The afternoon actually went something like this:

  1. Sky and I dig two big snow shovels out from under the bikes and brooms and mower and assorted balls and other sports equipment.
  2. I start shoveling the sidewalk between our driveway and the neighbor's.
  3. Ren plugs in the snow blower and pushes the start button. Nothing happens. He repeats some version of this step many times.
  4. I make my way back to our driveway and keep shoveling as Sky rolls around in the yard.
  5. Ren starts cursing at the snow blower that won't start.
  6. Pink and Stow figure out that we are all outside and start putting on all of their snow gear.

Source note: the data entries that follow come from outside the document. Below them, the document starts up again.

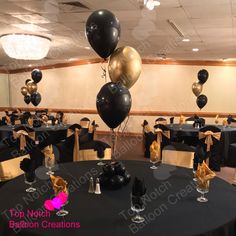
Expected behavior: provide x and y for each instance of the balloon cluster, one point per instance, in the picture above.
(124, 67)
(31, 87)
(198, 86)
(114, 176)
(57, 202)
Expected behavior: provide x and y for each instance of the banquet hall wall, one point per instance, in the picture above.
(159, 88)
(4, 90)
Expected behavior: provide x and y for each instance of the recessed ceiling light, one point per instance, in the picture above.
(73, 59)
(229, 59)
(150, 4)
(29, 27)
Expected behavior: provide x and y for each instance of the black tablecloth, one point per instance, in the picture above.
(56, 132)
(171, 206)
(228, 136)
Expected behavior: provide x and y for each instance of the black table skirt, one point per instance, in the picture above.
(171, 206)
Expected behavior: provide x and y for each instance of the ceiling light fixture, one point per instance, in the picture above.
(25, 46)
(150, 4)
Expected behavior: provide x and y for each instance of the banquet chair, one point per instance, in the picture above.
(21, 145)
(162, 138)
(178, 154)
(79, 146)
(190, 120)
(161, 120)
(209, 139)
(148, 138)
(231, 160)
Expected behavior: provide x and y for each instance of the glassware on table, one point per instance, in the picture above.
(62, 211)
(30, 179)
(49, 164)
(101, 163)
(203, 188)
(154, 160)
(137, 205)
(195, 165)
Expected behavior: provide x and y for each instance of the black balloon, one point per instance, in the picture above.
(27, 99)
(113, 104)
(116, 182)
(36, 75)
(27, 81)
(127, 178)
(103, 32)
(202, 76)
(201, 101)
(36, 98)
(109, 170)
(119, 168)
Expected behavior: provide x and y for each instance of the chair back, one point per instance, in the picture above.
(148, 138)
(161, 120)
(209, 139)
(85, 122)
(190, 120)
(178, 154)
(162, 138)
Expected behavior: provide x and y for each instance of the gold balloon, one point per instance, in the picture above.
(125, 66)
(32, 87)
(24, 91)
(197, 88)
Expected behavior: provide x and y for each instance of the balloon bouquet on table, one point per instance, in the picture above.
(197, 88)
(113, 101)
(29, 91)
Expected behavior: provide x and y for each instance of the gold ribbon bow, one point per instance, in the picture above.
(181, 120)
(30, 121)
(64, 119)
(76, 143)
(49, 155)
(155, 151)
(204, 174)
(21, 135)
(8, 120)
(146, 129)
(224, 122)
(59, 184)
(208, 135)
(44, 119)
(156, 145)
(48, 152)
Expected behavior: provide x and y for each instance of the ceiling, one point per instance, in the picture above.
(209, 24)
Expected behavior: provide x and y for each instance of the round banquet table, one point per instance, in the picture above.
(228, 136)
(171, 208)
(56, 132)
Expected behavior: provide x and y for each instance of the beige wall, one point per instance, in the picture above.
(4, 90)
(159, 88)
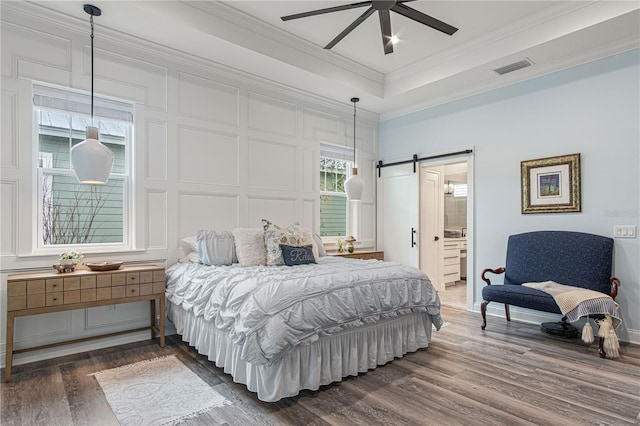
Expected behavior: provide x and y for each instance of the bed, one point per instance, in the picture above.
(281, 329)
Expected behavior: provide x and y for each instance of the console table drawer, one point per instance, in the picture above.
(54, 298)
(54, 285)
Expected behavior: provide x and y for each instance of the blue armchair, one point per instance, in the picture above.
(570, 258)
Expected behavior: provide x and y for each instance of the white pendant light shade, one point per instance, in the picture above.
(91, 160)
(354, 186)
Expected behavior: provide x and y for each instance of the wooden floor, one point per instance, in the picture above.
(511, 374)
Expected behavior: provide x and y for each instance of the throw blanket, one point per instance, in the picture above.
(270, 309)
(576, 302)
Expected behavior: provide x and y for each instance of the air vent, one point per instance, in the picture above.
(514, 67)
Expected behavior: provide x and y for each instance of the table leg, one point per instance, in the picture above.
(163, 314)
(152, 305)
(9, 347)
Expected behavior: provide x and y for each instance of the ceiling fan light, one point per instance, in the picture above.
(91, 160)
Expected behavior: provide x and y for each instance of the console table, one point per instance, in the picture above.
(362, 254)
(43, 293)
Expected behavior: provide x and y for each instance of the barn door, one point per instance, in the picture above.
(398, 208)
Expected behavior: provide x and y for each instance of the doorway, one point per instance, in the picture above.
(446, 215)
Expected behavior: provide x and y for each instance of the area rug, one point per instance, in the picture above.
(160, 391)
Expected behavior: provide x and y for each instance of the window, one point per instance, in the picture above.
(335, 161)
(70, 213)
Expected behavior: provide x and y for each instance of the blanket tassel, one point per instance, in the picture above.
(611, 344)
(587, 332)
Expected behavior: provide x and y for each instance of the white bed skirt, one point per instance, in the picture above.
(327, 360)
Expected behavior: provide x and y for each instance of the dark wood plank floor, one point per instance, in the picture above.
(511, 374)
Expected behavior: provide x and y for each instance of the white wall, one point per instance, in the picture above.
(593, 110)
(214, 148)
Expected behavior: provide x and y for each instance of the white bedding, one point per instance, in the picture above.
(269, 310)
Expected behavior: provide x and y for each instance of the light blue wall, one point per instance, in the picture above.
(593, 109)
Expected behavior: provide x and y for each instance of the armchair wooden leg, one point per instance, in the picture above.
(601, 351)
(483, 310)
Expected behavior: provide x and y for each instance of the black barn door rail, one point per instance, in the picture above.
(415, 159)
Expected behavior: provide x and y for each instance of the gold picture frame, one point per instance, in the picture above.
(551, 185)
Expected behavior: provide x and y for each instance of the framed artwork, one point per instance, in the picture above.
(551, 185)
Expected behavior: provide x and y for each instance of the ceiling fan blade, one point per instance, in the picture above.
(350, 28)
(327, 10)
(385, 28)
(423, 19)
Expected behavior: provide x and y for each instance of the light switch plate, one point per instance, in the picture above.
(625, 231)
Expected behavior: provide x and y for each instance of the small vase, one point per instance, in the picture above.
(67, 265)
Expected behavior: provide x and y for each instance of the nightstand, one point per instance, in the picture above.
(46, 292)
(362, 254)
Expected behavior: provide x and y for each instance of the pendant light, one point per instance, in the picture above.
(91, 160)
(354, 185)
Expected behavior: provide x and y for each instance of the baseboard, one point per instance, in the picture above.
(538, 317)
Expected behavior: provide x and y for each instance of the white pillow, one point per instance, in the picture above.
(250, 248)
(321, 251)
(216, 247)
(190, 248)
(189, 244)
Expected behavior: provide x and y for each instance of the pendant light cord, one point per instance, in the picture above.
(354, 133)
(354, 100)
(91, 21)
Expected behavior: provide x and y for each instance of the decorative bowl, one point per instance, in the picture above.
(104, 266)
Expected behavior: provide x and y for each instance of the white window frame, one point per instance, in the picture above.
(39, 248)
(337, 152)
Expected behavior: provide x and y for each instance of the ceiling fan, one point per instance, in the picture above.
(383, 7)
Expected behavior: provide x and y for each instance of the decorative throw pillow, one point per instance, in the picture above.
(274, 236)
(297, 255)
(293, 235)
(321, 251)
(190, 248)
(250, 247)
(216, 247)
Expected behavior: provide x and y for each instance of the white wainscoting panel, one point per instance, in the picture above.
(33, 46)
(281, 211)
(157, 209)
(206, 156)
(8, 225)
(8, 141)
(272, 165)
(203, 211)
(207, 99)
(127, 315)
(368, 225)
(156, 150)
(309, 214)
(128, 78)
(314, 120)
(267, 114)
(311, 167)
(32, 331)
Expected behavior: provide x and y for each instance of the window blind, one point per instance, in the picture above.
(52, 99)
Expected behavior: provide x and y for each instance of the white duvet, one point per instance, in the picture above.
(270, 309)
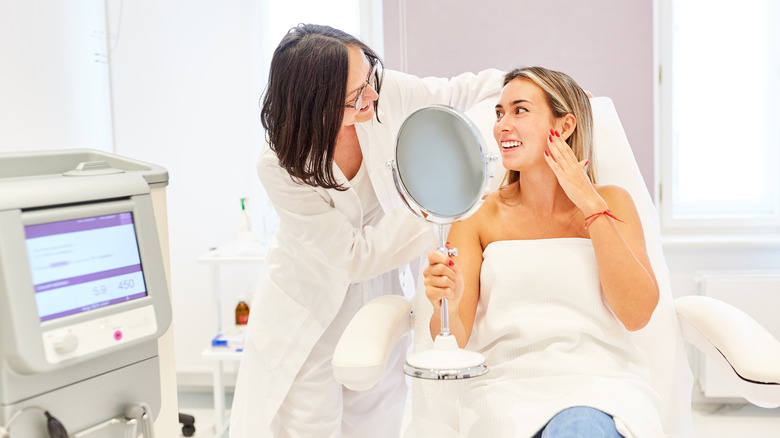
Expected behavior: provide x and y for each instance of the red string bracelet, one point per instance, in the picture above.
(589, 220)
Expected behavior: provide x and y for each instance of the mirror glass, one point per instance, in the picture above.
(440, 163)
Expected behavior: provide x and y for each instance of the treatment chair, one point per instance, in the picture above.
(748, 352)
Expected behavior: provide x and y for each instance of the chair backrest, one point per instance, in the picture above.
(670, 372)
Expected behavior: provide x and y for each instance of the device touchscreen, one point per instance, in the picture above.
(83, 264)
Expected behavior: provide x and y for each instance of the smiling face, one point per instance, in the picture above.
(359, 71)
(523, 122)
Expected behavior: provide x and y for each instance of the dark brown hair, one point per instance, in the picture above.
(303, 104)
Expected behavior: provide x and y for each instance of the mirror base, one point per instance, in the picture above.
(445, 362)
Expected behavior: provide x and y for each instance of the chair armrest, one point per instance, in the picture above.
(735, 341)
(360, 358)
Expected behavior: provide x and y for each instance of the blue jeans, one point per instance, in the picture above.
(578, 422)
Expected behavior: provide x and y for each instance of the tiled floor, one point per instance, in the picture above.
(710, 421)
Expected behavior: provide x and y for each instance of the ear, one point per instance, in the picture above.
(566, 125)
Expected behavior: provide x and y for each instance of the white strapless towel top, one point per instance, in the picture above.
(551, 342)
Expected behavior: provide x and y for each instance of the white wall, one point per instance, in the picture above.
(187, 80)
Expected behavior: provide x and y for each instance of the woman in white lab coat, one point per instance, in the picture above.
(343, 237)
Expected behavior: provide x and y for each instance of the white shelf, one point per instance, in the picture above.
(221, 353)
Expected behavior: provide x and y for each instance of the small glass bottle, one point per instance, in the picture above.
(242, 312)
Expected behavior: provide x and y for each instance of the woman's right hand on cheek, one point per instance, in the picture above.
(443, 279)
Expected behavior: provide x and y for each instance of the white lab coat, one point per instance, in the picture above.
(321, 247)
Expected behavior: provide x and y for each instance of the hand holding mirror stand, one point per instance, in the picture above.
(440, 168)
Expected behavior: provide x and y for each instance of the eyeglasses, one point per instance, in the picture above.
(370, 81)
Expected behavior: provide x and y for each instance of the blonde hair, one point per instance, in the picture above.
(564, 96)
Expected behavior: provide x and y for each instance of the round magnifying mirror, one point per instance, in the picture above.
(440, 163)
(442, 170)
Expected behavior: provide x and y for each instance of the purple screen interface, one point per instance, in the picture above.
(83, 264)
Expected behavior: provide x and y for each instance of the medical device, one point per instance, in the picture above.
(83, 294)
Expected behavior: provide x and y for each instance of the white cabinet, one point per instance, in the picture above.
(220, 355)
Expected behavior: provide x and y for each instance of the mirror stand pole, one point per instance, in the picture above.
(445, 315)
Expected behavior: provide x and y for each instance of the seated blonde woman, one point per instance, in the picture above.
(551, 277)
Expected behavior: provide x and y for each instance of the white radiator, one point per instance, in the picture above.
(755, 292)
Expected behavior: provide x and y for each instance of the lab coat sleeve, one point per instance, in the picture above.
(326, 233)
(460, 92)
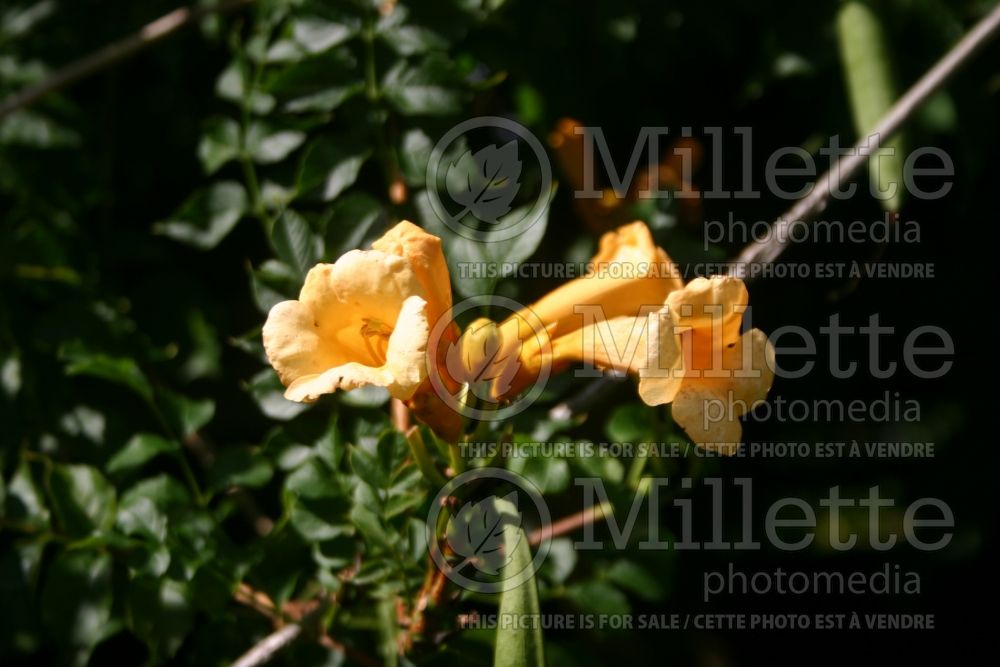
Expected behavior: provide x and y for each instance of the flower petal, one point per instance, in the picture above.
(293, 345)
(406, 355)
(405, 368)
(423, 253)
(720, 299)
(703, 412)
(629, 253)
(709, 408)
(362, 285)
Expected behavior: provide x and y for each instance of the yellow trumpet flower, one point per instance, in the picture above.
(366, 320)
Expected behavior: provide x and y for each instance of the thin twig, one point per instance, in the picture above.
(570, 523)
(115, 52)
(807, 208)
(262, 652)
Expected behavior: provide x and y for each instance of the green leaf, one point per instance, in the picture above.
(316, 35)
(142, 517)
(632, 422)
(230, 86)
(266, 146)
(164, 491)
(269, 394)
(23, 501)
(409, 39)
(162, 613)
(76, 600)
(330, 166)
(429, 89)
(207, 216)
(27, 128)
(598, 597)
(516, 645)
(239, 466)
(186, 415)
(414, 153)
(635, 579)
(83, 499)
(481, 249)
(549, 474)
(139, 449)
(219, 143)
(295, 243)
(120, 370)
(272, 283)
(19, 21)
(867, 61)
(369, 467)
(317, 520)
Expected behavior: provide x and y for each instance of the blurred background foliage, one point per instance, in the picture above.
(153, 478)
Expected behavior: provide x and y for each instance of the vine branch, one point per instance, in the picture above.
(113, 53)
(807, 208)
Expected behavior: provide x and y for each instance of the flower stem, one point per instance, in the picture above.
(423, 457)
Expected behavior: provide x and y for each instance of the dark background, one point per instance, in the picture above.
(90, 203)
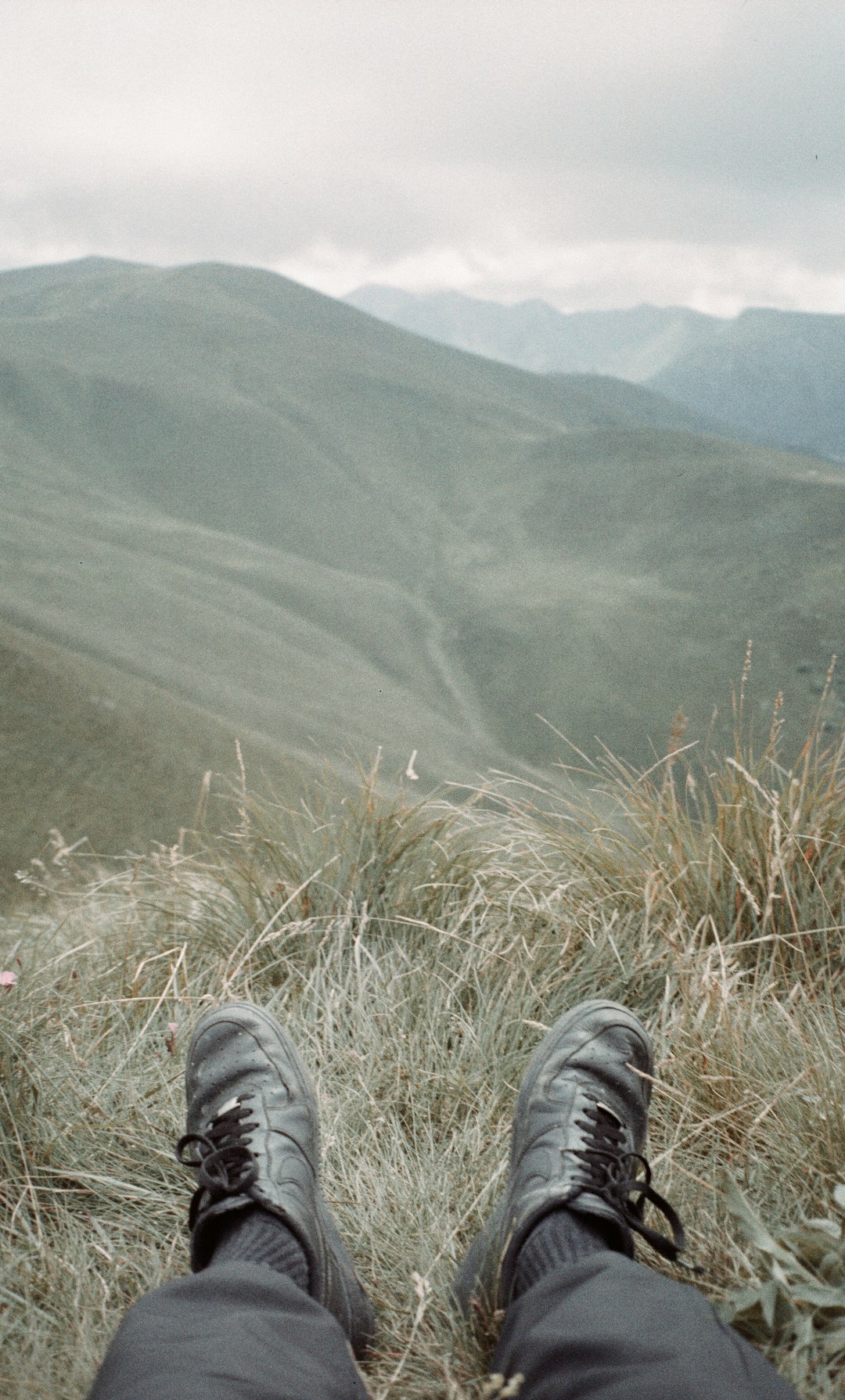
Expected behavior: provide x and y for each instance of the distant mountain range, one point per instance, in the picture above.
(775, 377)
(235, 507)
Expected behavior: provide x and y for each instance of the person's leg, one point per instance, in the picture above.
(582, 1319)
(274, 1309)
(611, 1329)
(236, 1332)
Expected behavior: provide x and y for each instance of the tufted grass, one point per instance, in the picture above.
(416, 951)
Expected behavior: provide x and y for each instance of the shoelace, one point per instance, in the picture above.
(225, 1161)
(613, 1173)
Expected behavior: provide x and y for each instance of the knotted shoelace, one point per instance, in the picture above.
(223, 1161)
(611, 1173)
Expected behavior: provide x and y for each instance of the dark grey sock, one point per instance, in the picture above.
(254, 1237)
(561, 1238)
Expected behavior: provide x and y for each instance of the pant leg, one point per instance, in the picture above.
(610, 1329)
(235, 1332)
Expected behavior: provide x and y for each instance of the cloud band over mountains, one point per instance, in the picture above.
(593, 154)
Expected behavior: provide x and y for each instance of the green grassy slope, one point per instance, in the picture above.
(322, 533)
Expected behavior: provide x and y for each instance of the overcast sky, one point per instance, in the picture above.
(596, 153)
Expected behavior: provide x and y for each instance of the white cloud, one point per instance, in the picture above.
(592, 152)
(717, 280)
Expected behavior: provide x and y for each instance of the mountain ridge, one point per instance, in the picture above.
(325, 535)
(770, 375)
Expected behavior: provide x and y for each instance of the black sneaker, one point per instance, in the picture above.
(579, 1132)
(254, 1125)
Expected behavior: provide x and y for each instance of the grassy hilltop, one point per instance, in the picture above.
(233, 507)
(416, 953)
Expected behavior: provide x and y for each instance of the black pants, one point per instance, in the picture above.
(602, 1329)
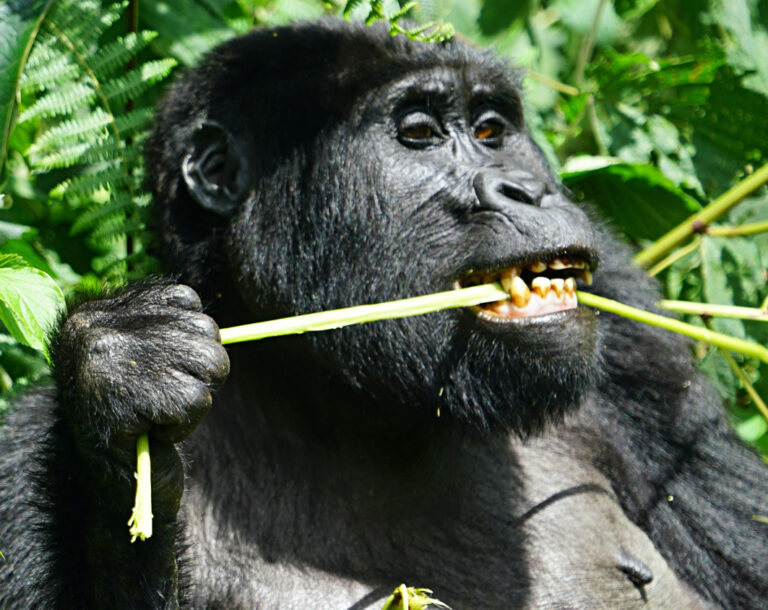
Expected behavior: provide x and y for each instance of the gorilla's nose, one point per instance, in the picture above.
(497, 189)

AGAIN.
  7. Now that everything is wet, Stow can't get it on by himself, so he starts screaming at me from the step in the garage.
  8. I stop shoveling to go help him get untangled from the mess of snow pants and scarf he has created for himself.
  9. Now Sky is throwing snowballs into the air and batting them with the end of his shovel, making a mess that covers the parts of the driveway I'd already cleared.
  10. Pink and Stow think this looks like fun so want my help in finding their shovels which are impossibly lodged behind all the small, handheld electric yard tools.
  11. Ren manages to make it so the snow blower is no longer making any hopeful sounds at all.
  12. Stow and Pink start shoveling the grass.
  13. Sky laments that he really wants to use the snow blower and gets mad at Ren for not letting him.
  14. I'm halfway done with the driveway and tell the kids they will get not screen time for the next century if they don't start actually SHOVELING THE DRIVEWAY!!!
  15. They look at me like I've lost my mind.
  16. Ren determines that the snow blower is out of commission and goes inside to make dinner.
  17. I totally lose my cool when the kids start chasing each other around the back of the house with their shovels overhead and finally manage to guilt them into finishing the rest of the driveway.
  18. I come inside and collapse in my chair convinced I now have bronchitis (I do).

Sigh. At least the snow is fun for SOME of us.